Search code examples
haskelltemplate-haskell

Template Haskell do variable assignment clarification


I am looking at the following TH code, and have several questions marked by --:

newtype C a = C ExpQ

unC (C x) = x   --what is the significance of this

clift1 :: ExpQ -> C t -> C a  --why are the C's here followed by t and a
clift1 g (C x) = C $ do f <- g  --is the g an ExpQ? What is the f here, what does it signify?
                        tx <- x --what is the tx here signify?
                        return $ AppE f tx  

As the title suggests, I am especially unsure where the f and tx come from and what they represent here. I think they are just variables being assigned values so that they can be used as arguments to AppE, is this correct? But in this case, why? Why not just simply call a function with these arguments instead of this whole clift1 do function?


Solution

  • An ExpQ is a monadic value (in the Q monad) that gives a Template Haskell representation of some Haskell expression. The underlying expression could have any type, so you could have an ExpQ that represents a boolean expression, which you could create using TH quotation:

    {-# LANGUAGE TemplateHaskell #-}
    
    import Language.Haskell.TH
    
    boolExpr :: ExpQ
    boolExpr = [| True && False |]
    

    or by directly building it up from TH primitives:

    -- almost the same as "boolExpr" above
    boolExpr' :: ExpQ
    boolExpr' = infixE (Just (conE (mkName "True"))) 
                       (varE (mkName "&&")) 
                       (Just (conE (mkName "False")))
    

    You could also have an ExpQ that represents an integer expression:

    intExpr :: ExpQ
    intExpr = [| 2 + length "abc" |]
    

    Note that boolExpr and intExpr have the same type, ExpQ, even though they represent underlying Haskell expressions with different types (namely, Bool and Int). This is because Template Haskell provides an untyped representation of typed Haskell expressions.

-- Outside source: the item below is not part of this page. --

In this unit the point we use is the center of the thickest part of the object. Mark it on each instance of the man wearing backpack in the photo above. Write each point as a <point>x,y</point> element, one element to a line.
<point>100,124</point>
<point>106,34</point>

    It can be helpful to work with a typed representation of Haskell expressions, where the type of the represented expression is "carried around" in the type of the representation. An easy way to do this is to define a newtype synonym for the ExpQ type that takes a so-called "phantom" type parameter:

    newtype C a = C ExpQ
    

    This defines a new type (or actually a whole collection of types, C Int, C Bool, etc.) whose values are just ExpQ values wrapped in a C constructor. This means that we can define:

    typedBoolExpr :: C Bool
    typedBoolExpr = C [| True && False |]
    
    typedIntExpr :: C Int
    typedIntExpr = C [| 2 + length "abc" |]
    

    where the ExpQ representations of expressions are annotated with the types of the underlying expression. Of course, nothing actually stops us from writing:

    badlyTypedBoolExpr :: C Bool
    badlyTypedboolExpr = C [| 2 + length "abc" |]
    

    where the actual expression type doesn't match the type annotation, so the compiler isn't enforcing the correctness of our type annotation, but if we use a little self-discipline to enforce the correctness ourselves at a few key points, the type system can help us keep the rest of our code base correct.

    With that background, we can tackle your questions:

    1. What is the significance of unC (C x) = x ?

      Nothing, really. It's just a field accessor that let's you pull the C constructor off a type-annotated C SomeType value to get the underlying untyped ExpQ back. It could have been more concisely written:

      newtype C a = C { unC :: ExpQ }
      

      It looks like unC isn't even used in the code snippet you posted.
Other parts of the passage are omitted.